The latest report issued by Ahmed Shaheed, the United Nations Special Rapporteur on the situation of human rights in Iran, highlights a variety of harsh punishments meted out by the Iranian regime, including executions, floggings, amputations, and even blinding, Benjamin Weinthal, a research fellow at the Foundation for Defense of Democracies, reported for Fox News on Tuesday.

More than 480 persons were flogged during the first 15 days of Ramadan for not fasting, and two people convicted of theft had limbs amputated just weeks before the U.S. and other world powers announced a nuclear agreement with Tehran, wrote Ahmed Shaheed, the UN’s special rapporteur on the situation of human rights in Iran, in a 26-page report. “The Government maintains that only three individuals were subject to this punishment for their non-observance of the fasting practice.”

In another case highlighted in the report, the left eye and right ear of man identified only as “Hamid S.” were removed surgically.
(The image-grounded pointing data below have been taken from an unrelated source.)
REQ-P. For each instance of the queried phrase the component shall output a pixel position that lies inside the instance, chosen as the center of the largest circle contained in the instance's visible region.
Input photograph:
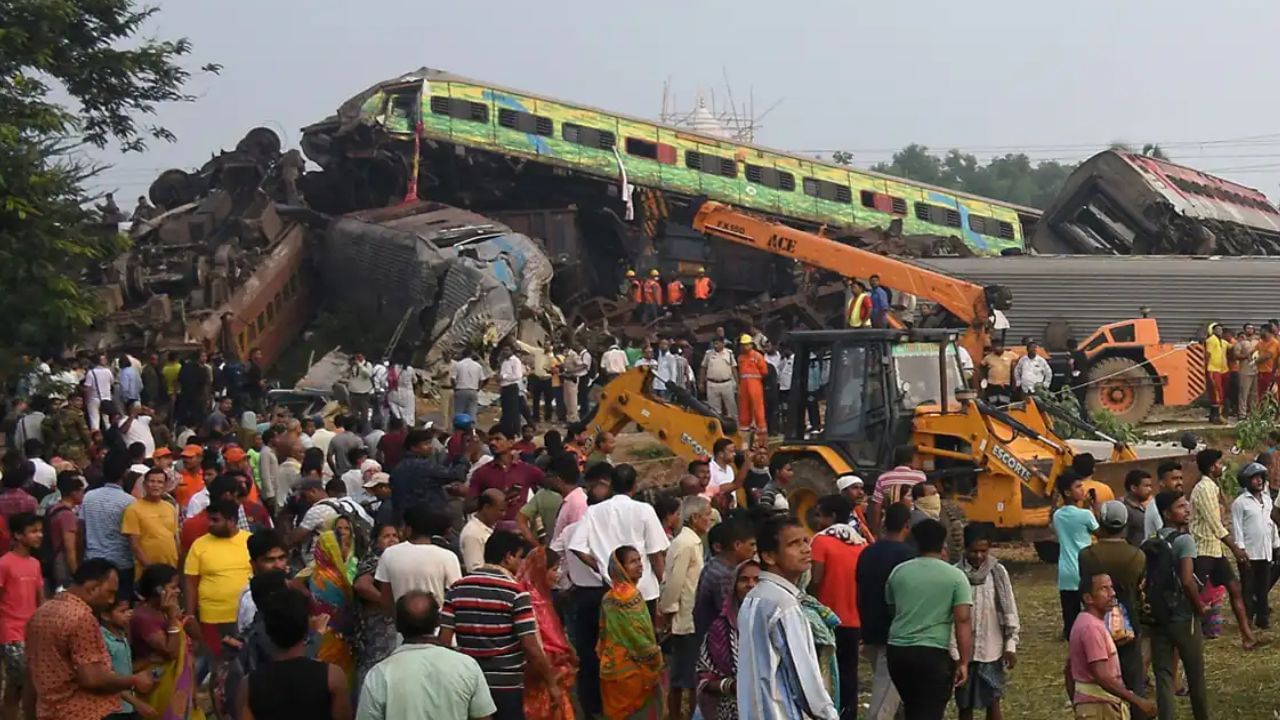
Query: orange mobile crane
(1129, 368)
(958, 304)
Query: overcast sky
(1054, 80)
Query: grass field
(1243, 686)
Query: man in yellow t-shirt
(1217, 369)
(218, 569)
(151, 524)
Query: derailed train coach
(1121, 203)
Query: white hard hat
(846, 482)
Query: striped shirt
(897, 477)
(489, 611)
(103, 513)
(1206, 524)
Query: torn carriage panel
(1121, 203)
(467, 278)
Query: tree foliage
(1011, 177)
(88, 53)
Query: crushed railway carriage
(1127, 204)
(456, 117)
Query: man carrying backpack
(1173, 607)
(1125, 565)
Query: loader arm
(964, 301)
(689, 431)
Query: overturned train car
(1127, 204)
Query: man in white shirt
(613, 363)
(97, 390)
(492, 505)
(511, 376)
(720, 379)
(416, 564)
(45, 474)
(136, 427)
(467, 378)
(1255, 529)
(1032, 372)
(606, 527)
(360, 390)
(577, 365)
(723, 474)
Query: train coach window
(883, 203)
(525, 122)
(827, 190)
(588, 137)
(659, 151)
(937, 214)
(460, 109)
(711, 164)
(771, 177)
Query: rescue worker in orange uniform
(630, 290)
(652, 297)
(859, 306)
(703, 290)
(752, 370)
(675, 295)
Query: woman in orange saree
(631, 669)
(539, 574)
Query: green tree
(1013, 177)
(87, 51)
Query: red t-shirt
(19, 583)
(840, 577)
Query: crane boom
(968, 304)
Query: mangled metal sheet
(466, 278)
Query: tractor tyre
(1121, 387)
(1047, 551)
(810, 479)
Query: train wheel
(1120, 387)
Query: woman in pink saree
(539, 574)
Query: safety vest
(703, 288)
(675, 292)
(652, 292)
(752, 367)
(855, 318)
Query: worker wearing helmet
(752, 370)
(652, 297)
(630, 290)
(703, 290)
(675, 294)
(1252, 529)
(859, 306)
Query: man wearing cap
(191, 477)
(854, 488)
(718, 378)
(1255, 529)
(1127, 566)
(378, 486)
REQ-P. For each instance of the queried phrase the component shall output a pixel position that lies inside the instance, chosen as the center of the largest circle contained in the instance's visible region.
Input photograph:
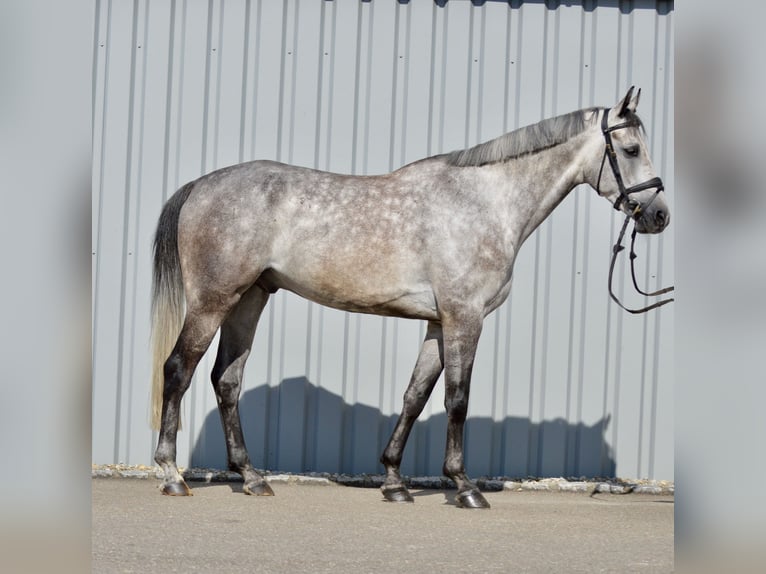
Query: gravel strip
(578, 485)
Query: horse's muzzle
(653, 220)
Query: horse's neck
(539, 182)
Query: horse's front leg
(460, 341)
(427, 370)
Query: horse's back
(350, 242)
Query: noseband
(655, 183)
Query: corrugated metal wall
(565, 384)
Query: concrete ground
(338, 529)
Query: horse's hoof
(471, 499)
(396, 494)
(176, 489)
(258, 489)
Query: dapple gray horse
(434, 240)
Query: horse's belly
(360, 294)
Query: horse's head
(625, 175)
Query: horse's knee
(174, 371)
(457, 408)
(226, 388)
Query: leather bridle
(654, 183)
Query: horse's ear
(629, 103)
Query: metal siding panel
(563, 383)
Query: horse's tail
(167, 296)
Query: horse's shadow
(298, 427)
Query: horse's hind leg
(427, 370)
(236, 340)
(198, 330)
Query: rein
(656, 183)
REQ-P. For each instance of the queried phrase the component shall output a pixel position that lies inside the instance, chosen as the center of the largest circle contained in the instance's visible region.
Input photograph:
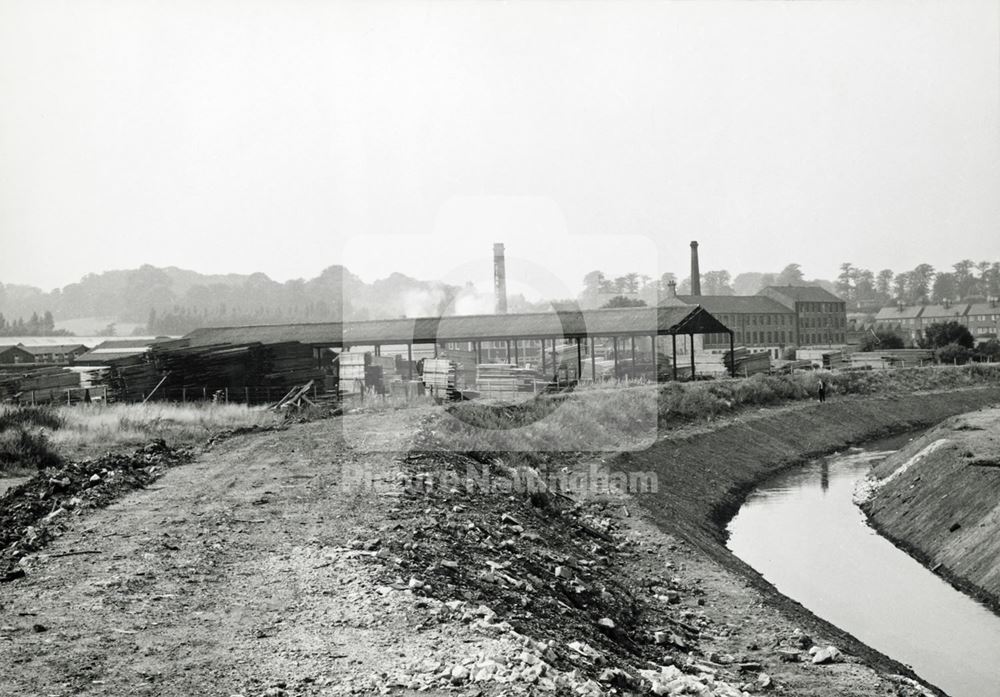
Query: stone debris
(823, 656)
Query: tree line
(33, 326)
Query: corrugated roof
(606, 322)
(942, 312)
(54, 348)
(890, 313)
(737, 304)
(812, 294)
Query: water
(803, 532)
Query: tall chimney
(499, 279)
(695, 273)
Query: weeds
(22, 449)
(29, 416)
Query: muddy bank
(937, 499)
(703, 477)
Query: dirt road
(232, 575)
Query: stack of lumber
(38, 385)
(504, 381)
(465, 365)
(176, 371)
(440, 377)
(352, 370)
(896, 358)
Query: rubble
(31, 513)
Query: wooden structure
(574, 327)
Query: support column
(673, 362)
(732, 354)
(593, 360)
(692, 355)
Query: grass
(616, 418)
(91, 430)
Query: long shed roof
(565, 323)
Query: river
(804, 534)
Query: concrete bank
(705, 475)
(937, 499)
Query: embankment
(938, 499)
(703, 477)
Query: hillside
(938, 498)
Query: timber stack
(250, 372)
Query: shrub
(20, 448)
(25, 416)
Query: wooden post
(673, 361)
(692, 355)
(593, 361)
(732, 353)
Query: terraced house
(776, 318)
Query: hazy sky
(286, 136)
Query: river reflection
(803, 532)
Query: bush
(20, 449)
(23, 417)
(953, 354)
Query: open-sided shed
(575, 326)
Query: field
(33, 436)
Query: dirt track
(229, 575)
(249, 571)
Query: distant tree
(953, 353)
(622, 301)
(883, 283)
(791, 275)
(716, 283)
(941, 334)
(989, 350)
(919, 284)
(880, 340)
(845, 281)
(900, 283)
(945, 288)
(965, 281)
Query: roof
(54, 348)
(566, 323)
(115, 348)
(736, 304)
(984, 309)
(890, 313)
(809, 294)
(942, 312)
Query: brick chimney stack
(500, 279)
(695, 273)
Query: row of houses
(981, 319)
(27, 352)
(776, 318)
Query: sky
(285, 136)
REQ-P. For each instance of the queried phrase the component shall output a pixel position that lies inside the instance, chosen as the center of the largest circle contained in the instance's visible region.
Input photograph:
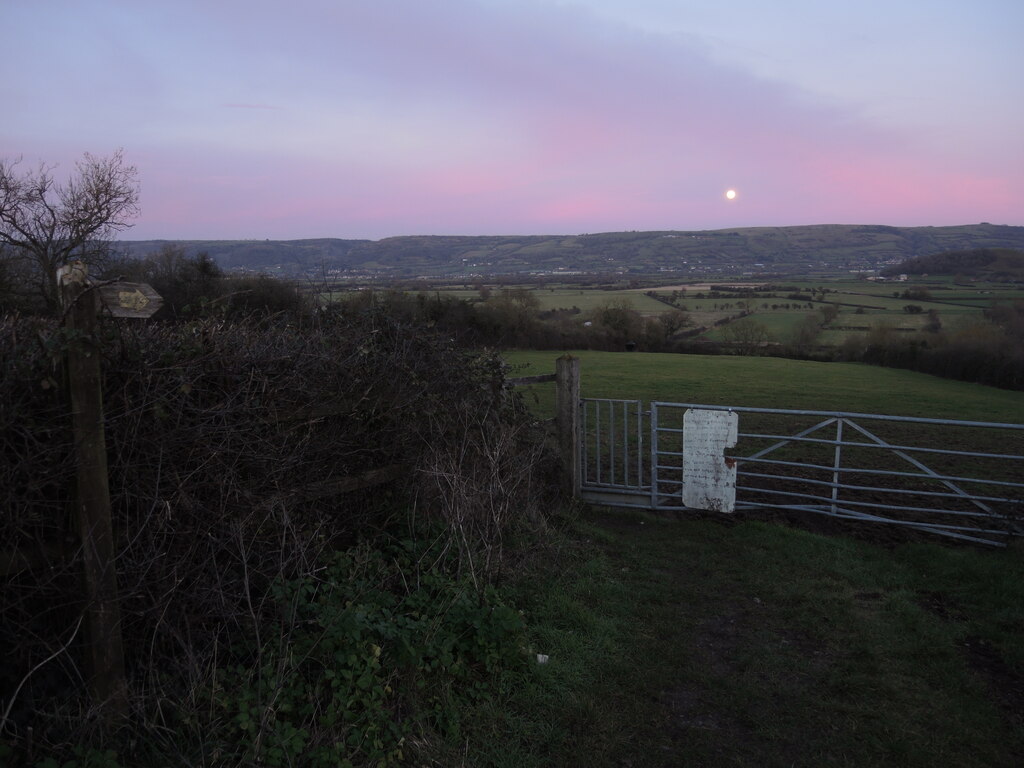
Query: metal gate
(956, 478)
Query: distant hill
(997, 264)
(790, 250)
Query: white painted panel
(709, 481)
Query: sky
(249, 119)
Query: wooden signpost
(102, 612)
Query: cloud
(365, 119)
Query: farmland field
(862, 304)
(771, 382)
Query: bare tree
(44, 224)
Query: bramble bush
(223, 440)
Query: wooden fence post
(104, 645)
(567, 419)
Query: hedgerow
(228, 443)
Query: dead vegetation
(241, 454)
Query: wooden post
(104, 645)
(567, 419)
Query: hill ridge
(730, 251)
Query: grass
(699, 642)
(771, 382)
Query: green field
(772, 382)
(862, 304)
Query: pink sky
(375, 118)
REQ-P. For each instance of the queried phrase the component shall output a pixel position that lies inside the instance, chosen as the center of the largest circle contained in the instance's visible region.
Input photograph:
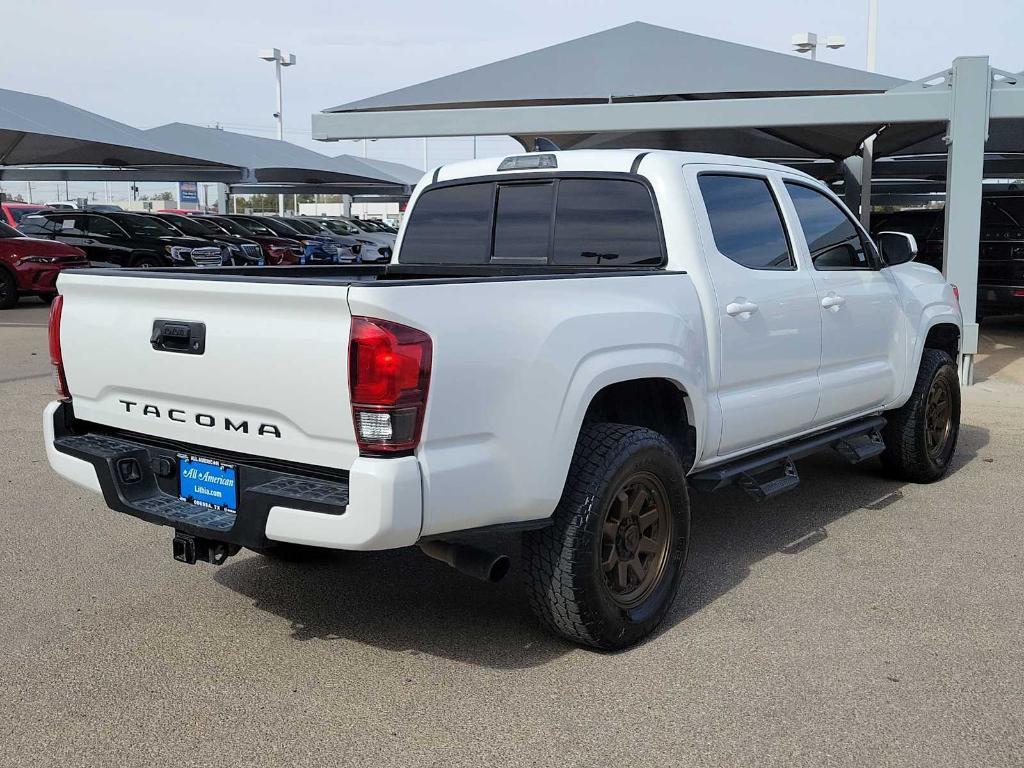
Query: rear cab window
(834, 240)
(745, 220)
(565, 220)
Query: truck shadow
(402, 601)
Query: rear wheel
(921, 436)
(606, 571)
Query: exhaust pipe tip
(473, 561)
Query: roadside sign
(187, 192)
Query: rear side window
(451, 225)
(564, 221)
(832, 238)
(39, 225)
(745, 221)
(102, 227)
(607, 222)
(522, 222)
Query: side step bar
(771, 472)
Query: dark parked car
(317, 248)
(372, 246)
(348, 247)
(12, 213)
(1000, 250)
(240, 251)
(276, 250)
(124, 239)
(30, 266)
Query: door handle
(833, 302)
(740, 308)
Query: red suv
(30, 266)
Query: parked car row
(1000, 249)
(47, 240)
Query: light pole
(807, 42)
(280, 59)
(867, 152)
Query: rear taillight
(56, 358)
(388, 377)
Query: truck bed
(384, 273)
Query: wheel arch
(658, 403)
(942, 335)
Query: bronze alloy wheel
(636, 532)
(938, 417)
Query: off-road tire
(906, 456)
(8, 290)
(561, 563)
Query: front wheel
(921, 436)
(606, 571)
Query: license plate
(208, 483)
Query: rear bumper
(378, 506)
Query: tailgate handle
(178, 336)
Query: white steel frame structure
(961, 101)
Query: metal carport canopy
(37, 130)
(272, 161)
(633, 66)
(824, 120)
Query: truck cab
(564, 344)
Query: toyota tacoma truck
(564, 346)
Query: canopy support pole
(851, 182)
(866, 163)
(965, 169)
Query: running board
(771, 472)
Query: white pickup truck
(564, 345)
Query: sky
(151, 64)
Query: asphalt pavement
(854, 622)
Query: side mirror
(897, 248)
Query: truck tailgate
(271, 380)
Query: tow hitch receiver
(187, 548)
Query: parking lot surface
(853, 622)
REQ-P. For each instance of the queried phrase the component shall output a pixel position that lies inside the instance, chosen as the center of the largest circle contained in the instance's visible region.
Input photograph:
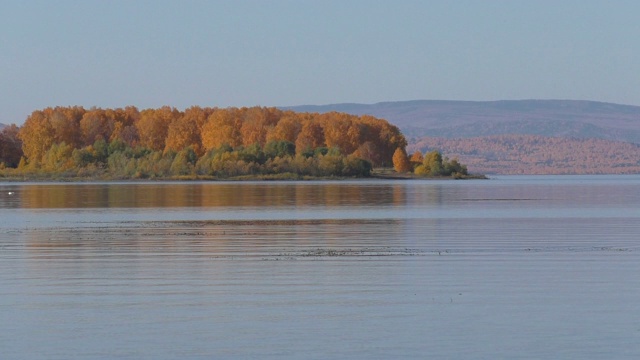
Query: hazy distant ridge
(517, 137)
(442, 118)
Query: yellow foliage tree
(400, 161)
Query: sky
(148, 54)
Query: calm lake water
(511, 267)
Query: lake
(515, 267)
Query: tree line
(534, 154)
(129, 143)
(208, 142)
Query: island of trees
(208, 143)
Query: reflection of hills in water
(221, 239)
(214, 195)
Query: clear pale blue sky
(276, 53)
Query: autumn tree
(400, 161)
(153, 126)
(311, 136)
(416, 158)
(222, 127)
(10, 146)
(256, 123)
(96, 124)
(66, 125)
(185, 131)
(287, 129)
(37, 136)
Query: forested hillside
(213, 142)
(531, 154)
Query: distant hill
(450, 119)
(519, 136)
(534, 154)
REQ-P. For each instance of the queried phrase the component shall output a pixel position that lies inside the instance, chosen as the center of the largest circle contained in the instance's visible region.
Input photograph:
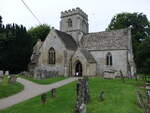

He had been found guilty of attacking another man with acid, resulting in the loss of the man’s eye and ear. Iran forcibly blinded another man in March as part of its “retribution-in-kind” punishment. The man was with charged tossing acid on another man in 2009.

These punishments were described by Weinthal as displaying “medieval barbarity.” Shaheed’s full 26-page report is available here (.pdf).

Weinthal also emphasized the ongoing persecution of Christians by the regime, some of whom were charged with “propaganda against the State,” “advocating for Evangelical Christianity,” and “establishing house churches.” Maryam Nayeb Yazdi, a Canadian-Iranian human rights advocate, was quoted as warning, “Human rights must be on top of the agenda in any talks between the world community and Iranian authorities. For as long as the world ignores human rights in Iran, the situation will just continue to get worse. The world, including mainstream media, needs to open its eyes to human rights violations committed by the Iranian regime, as they are comparable to that of ISIS.”

Reuters’ coverage of Shaheed’s report also emphasized Iran’s repression of journalists, around 40 of whom have been jailed this year, as well as the rapid rate of executions in the Islamic Republic, which Shaheed noted may exceed 1,000 this year. In a report released this past July, Amnesty International similarly predicted that, “If Iran’s authorities maintain this horrifying execution rate we are likely to see more than 1,000 state-sanctioned deaths by the year’s end.”

According to Reuters, Shaheed’s comments “echo an August report by U.N. Secretary-General Ban Ki-moon which said promises of greater freedoms for Iranians have not resulted in any major improvements in human rights and freedom of expression.”

Earlier this week, it was reported that two Iranian poets were sentenced to prison and 99 lashes for shaking hands with a member of the opposite sex. Last year, Iranian actress Leila Hatami apologized after being threatened with lashes for kissing the president of the Cannes film festival on the cheek.

Last week, U.N. Secretary General Ban Ki-Moon expressed concern over the high rate of executions in Iran and the execution of minors.

In August, Iran forged documents to suggest that Shaheed was taking bribes from Saudi Arabia in order to undermine his credibility.

In Should the U.S. Take Iran’s Human Rights Problem More Seriously?, which was published in the April 2015 issue of The Tower Magazine, senior editor Ben Cohen interviewed Shaheed and profiled his efforts to fight the Iranian regime’s flagrant violations of human rights.